The Boerhaave Cone

Dr. Herman Boerhaave was born at Voorhout in 1668 and earned his doctorate at Leyden in 1690, teaching theoretical medicine, then practical medicine, then chemistry. He is the scientist who is credited with assigning the word “alcohol” for the spirits of wine! While an esteemed teacher, his contributions to distillation design are limited. There is one mention, however, that caught our interest: his “conical condenser in the form of a sugar-loaf”. We present, the Boerhaave Cone!

The Boerhaave Cone Condenser

This design appears to be an air cooled condenser, in a shape resembling a tall Rosenhut. The difference is that the Rosenhut would collect condensate from the interior walls, whereas the vapor must condense and fall down the exterior side arm in the Boerhaave design. A tall modern-day Boerhaave, over 36″ tall and based on the above sketch, was constructed by Q-Glass:

A modern-day Boerhaave Cone, situated on a 3000mL boiler

In our modern-day design of this condenser, we used a 24/40 ground joint to connect to a boiler, and a 14/22 ground at the top of the cone for sampling and temperature monitoring. The cone is actually a reflux, and the skinny side arm is where condensation occurs. The receiver is a 28/15 ball joint.

Because this is an air-cooled device, the side-arm must be well-separated from the hot cone under reflux. Glass stand-offs accomplish this well.

Glass stand-offs separate the condenser side-arm from the hot cone.

It took us many tries to get this deceitfully simple device to work. We originally started with a 22L boiler, which overwhelmed the cone and side-arm with hot vapor. We reduced the boiler size to 3000mL which greatly helped. The wash is brought SLOWLY to a GENTLE boil. Hot vapors will being to enter the cone, and the cone will eventually come to thermal equilibrium. All the while, a thin film of condensate is observed flowing down the cone, back to the boiler, thus creating reflux.

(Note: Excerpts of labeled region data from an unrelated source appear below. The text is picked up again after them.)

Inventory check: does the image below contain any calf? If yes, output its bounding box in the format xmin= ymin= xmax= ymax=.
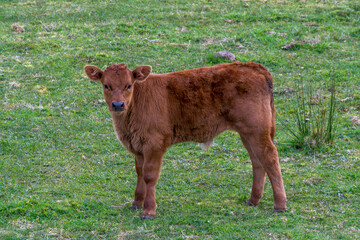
xmin=85 ymin=62 xmax=286 ymax=219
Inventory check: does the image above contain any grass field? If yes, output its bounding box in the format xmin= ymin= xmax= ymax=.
xmin=0 ymin=0 xmax=360 ymax=239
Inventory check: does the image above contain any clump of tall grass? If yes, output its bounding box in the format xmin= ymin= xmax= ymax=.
xmin=282 ymin=74 xmax=336 ymax=148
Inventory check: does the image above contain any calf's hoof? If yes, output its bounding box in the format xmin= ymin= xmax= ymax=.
xmin=273 ymin=209 xmax=286 ymax=213
xmin=246 ymin=201 xmax=257 ymax=207
xmin=131 ymin=205 xmax=141 ymax=210
xmin=141 ymin=216 xmax=155 ymax=220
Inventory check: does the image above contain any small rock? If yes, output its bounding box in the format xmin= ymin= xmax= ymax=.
xmin=352 ymin=116 xmax=360 ymax=126
xmin=11 ymin=23 xmax=25 ymax=33
xmin=236 ymin=43 xmax=245 ymax=49
xmin=215 ymin=51 xmax=236 ymax=61
xmin=282 ymin=42 xmax=296 ymax=50
xmin=9 ymin=82 xmax=20 ymax=87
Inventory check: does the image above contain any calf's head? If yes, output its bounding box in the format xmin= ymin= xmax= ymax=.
xmin=85 ymin=64 xmax=152 ymax=112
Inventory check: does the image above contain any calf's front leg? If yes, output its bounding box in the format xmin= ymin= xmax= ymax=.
xmin=141 ymin=150 xmax=165 ymax=219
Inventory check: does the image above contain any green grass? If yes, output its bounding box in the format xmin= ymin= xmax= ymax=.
xmin=0 ymin=0 xmax=360 ymax=239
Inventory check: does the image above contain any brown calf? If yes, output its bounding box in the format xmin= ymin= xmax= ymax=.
xmin=85 ymin=63 xmax=286 ymax=219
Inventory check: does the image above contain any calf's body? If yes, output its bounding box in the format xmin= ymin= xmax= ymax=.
xmin=85 ymin=63 xmax=286 ymax=218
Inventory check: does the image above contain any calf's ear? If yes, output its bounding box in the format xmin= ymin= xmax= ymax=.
xmin=132 ymin=65 xmax=152 ymax=80
xmin=84 ymin=65 xmax=103 ymax=82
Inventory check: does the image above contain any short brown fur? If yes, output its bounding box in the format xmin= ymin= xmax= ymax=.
xmin=85 ymin=63 xmax=286 ymax=219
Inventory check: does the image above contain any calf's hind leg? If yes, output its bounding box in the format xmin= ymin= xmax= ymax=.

A very handy way to monitor cone temperature is through the use of stick-on liquid crystal thermometers!

Liquid crystal temperature monitors, this one at the bottom of the cone.

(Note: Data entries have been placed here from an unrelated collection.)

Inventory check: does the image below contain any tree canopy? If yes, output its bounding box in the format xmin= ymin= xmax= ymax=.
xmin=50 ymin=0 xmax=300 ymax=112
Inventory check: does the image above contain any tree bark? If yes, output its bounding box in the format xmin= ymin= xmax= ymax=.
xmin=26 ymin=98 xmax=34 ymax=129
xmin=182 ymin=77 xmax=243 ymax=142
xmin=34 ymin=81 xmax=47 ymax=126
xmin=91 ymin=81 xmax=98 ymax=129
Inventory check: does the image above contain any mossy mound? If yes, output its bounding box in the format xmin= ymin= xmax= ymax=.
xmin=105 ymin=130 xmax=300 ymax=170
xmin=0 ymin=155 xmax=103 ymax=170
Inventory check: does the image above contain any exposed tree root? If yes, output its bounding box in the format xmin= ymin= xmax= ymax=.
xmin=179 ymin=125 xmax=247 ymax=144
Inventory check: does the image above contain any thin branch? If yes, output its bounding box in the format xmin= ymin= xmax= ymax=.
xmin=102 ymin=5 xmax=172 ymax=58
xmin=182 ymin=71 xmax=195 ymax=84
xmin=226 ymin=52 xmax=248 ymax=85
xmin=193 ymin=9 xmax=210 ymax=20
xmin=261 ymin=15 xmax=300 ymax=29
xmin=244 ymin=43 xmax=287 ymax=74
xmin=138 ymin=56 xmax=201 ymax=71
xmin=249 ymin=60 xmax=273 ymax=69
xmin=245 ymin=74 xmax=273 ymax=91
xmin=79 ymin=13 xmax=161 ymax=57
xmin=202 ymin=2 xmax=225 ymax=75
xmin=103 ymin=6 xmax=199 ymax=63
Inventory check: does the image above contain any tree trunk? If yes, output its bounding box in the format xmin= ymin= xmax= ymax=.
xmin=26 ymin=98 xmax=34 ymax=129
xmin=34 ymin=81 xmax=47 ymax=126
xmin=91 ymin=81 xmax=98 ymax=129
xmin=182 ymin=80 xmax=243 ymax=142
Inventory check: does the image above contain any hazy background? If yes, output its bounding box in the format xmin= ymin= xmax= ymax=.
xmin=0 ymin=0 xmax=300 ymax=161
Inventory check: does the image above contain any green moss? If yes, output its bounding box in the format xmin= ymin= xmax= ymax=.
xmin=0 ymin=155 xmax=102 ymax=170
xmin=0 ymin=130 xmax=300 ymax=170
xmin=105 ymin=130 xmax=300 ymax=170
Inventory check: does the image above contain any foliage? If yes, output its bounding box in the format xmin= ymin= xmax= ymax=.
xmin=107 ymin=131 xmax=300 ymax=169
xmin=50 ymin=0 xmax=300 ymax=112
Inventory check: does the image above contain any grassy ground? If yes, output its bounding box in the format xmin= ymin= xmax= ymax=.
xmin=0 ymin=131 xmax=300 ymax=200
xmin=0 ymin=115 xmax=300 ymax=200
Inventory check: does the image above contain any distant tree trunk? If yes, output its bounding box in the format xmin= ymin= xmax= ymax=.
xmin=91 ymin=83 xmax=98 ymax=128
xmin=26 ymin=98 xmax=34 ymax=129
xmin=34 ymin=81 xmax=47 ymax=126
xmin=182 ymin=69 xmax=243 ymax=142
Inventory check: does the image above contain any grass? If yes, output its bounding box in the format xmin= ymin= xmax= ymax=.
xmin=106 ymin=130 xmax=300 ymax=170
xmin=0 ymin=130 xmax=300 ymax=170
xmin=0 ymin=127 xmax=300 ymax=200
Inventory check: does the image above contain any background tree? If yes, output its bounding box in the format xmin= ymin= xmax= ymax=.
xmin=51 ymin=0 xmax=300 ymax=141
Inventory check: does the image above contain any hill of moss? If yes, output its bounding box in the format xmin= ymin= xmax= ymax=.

CAREFUL temperature control is needed to warm the cone to 70-75’C up to the point, but not beyond it. This operation is very similar to the Barchusen Twist. You do not want to bring the hot vapors past the point of the cone, but you need to get it as close as possible by throttling the boiler. The secret of this device is also the ROOM! Since this is an air cooled device, move the room temperature a few degrees helps to achieve that optimal heating zone.

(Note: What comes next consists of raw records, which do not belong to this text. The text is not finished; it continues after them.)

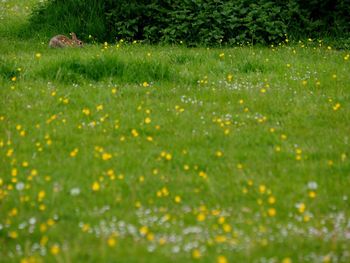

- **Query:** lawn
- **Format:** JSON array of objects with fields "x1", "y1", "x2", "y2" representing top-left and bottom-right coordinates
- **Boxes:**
[{"x1": 0, "y1": 0, "x2": 350, "y2": 263}]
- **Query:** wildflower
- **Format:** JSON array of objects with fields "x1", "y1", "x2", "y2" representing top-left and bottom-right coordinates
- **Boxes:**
[
  {"x1": 82, "y1": 108, "x2": 91, "y2": 116},
  {"x1": 145, "y1": 117, "x2": 151, "y2": 124},
  {"x1": 281, "y1": 258, "x2": 292, "y2": 263},
  {"x1": 139, "y1": 226, "x2": 148, "y2": 236},
  {"x1": 333, "y1": 103, "x2": 340, "y2": 111},
  {"x1": 102, "y1": 153, "x2": 112, "y2": 161},
  {"x1": 91, "y1": 182, "x2": 100, "y2": 192},
  {"x1": 38, "y1": 190, "x2": 46, "y2": 202},
  {"x1": 268, "y1": 196, "x2": 276, "y2": 204},
  {"x1": 175, "y1": 195, "x2": 181, "y2": 203},
  {"x1": 69, "y1": 148, "x2": 79, "y2": 157},
  {"x1": 309, "y1": 191, "x2": 316, "y2": 199},
  {"x1": 198, "y1": 171, "x2": 208, "y2": 179},
  {"x1": 50, "y1": 244, "x2": 60, "y2": 255},
  {"x1": 197, "y1": 213, "x2": 205, "y2": 222},
  {"x1": 267, "y1": 208, "x2": 276, "y2": 217},
  {"x1": 131, "y1": 129, "x2": 139, "y2": 137},
  {"x1": 192, "y1": 249, "x2": 202, "y2": 259},
  {"x1": 297, "y1": 203, "x2": 306, "y2": 214},
  {"x1": 216, "y1": 256, "x2": 228, "y2": 263},
  {"x1": 107, "y1": 236, "x2": 117, "y2": 247},
  {"x1": 259, "y1": 184, "x2": 266, "y2": 194},
  {"x1": 8, "y1": 231, "x2": 18, "y2": 239},
  {"x1": 215, "y1": 151, "x2": 223, "y2": 158}
]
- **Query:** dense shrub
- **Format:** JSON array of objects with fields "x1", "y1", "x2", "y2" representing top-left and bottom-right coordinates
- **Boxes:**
[{"x1": 31, "y1": 0, "x2": 350, "y2": 45}]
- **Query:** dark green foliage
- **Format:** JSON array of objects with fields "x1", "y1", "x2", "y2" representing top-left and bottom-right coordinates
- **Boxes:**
[{"x1": 31, "y1": 0, "x2": 350, "y2": 45}]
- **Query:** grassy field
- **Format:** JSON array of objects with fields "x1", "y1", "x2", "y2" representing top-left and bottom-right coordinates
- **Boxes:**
[{"x1": 0, "y1": 0, "x2": 350, "y2": 263}]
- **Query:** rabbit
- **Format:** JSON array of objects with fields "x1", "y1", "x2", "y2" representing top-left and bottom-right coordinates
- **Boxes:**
[{"x1": 49, "y1": 33, "x2": 83, "y2": 48}]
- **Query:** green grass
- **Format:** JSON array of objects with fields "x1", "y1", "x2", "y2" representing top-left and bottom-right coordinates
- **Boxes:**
[{"x1": 0, "y1": 1, "x2": 350, "y2": 262}]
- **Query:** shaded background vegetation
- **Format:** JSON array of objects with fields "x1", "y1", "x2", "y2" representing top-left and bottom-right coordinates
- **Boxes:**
[{"x1": 30, "y1": 0, "x2": 350, "y2": 45}]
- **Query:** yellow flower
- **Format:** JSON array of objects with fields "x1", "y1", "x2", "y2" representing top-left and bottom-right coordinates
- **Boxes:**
[
  {"x1": 145, "y1": 117, "x2": 151, "y2": 124},
  {"x1": 267, "y1": 208, "x2": 276, "y2": 217},
  {"x1": 131, "y1": 129, "x2": 139, "y2": 137},
  {"x1": 215, "y1": 151, "x2": 223, "y2": 158},
  {"x1": 102, "y1": 153, "x2": 112, "y2": 161},
  {"x1": 9, "y1": 231, "x2": 18, "y2": 239},
  {"x1": 165, "y1": 153, "x2": 173, "y2": 161},
  {"x1": 107, "y1": 236, "x2": 117, "y2": 247},
  {"x1": 139, "y1": 226, "x2": 148, "y2": 236},
  {"x1": 192, "y1": 249, "x2": 202, "y2": 259},
  {"x1": 91, "y1": 182, "x2": 100, "y2": 192},
  {"x1": 38, "y1": 190, "x2": 46, "y2": 202},
  {"x1": 298, "y1": 203, "x2": 306, "y2": 214},
  {"x1": 83, "y1": 108, "x2": 91, "y2": 116},
  {"x1": 259, "y1": 184, "x2": 266, "y2": 194},
  {"x1": 197, "y1": 213, "x2": 205, "y2": 222},
  {"x1": 309, "y1": 191, "x2": 316, "y2": 198},
  {"x1": 175, "y1": 195, "x2": 181, "y2": 203},
  {"x1": 282, "y1": 258, "x2": 292, "y2": 263},
  {"x1": 50, "y1": 245, "x2": 60, "y2": 255},
  {"x1": 216, "y1": 256, "x2": 228, "y2": 263},
  {"x1": 69, "y1": 148, "x2": 79, "y2": 157},
  {"x1": 222, "y1": 224, "x2": 232, "y2": 233},
  {"x1": 198, "y1": 171, "x2": 208, "y2": 179}
]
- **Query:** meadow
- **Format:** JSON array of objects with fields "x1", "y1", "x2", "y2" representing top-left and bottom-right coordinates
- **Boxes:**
[{"x1": 0, "y1": 0, "x2": 350, "y2": 263}]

The most critical part of the cone, the peak. Hot vapor must reach this point but not cross to the side-arm. The 14/22 joint makes this easy for a thermometer or thermocouple as well.

A distillation run using the Boerhaave is a SLOW and PATIENT one. It is a drop-wise process, at around 20mL/hour of distillate. You will be rewarded with distillate that is >90% ABV however! We did our research run with a 7% ABV grape wash, with acceptable results.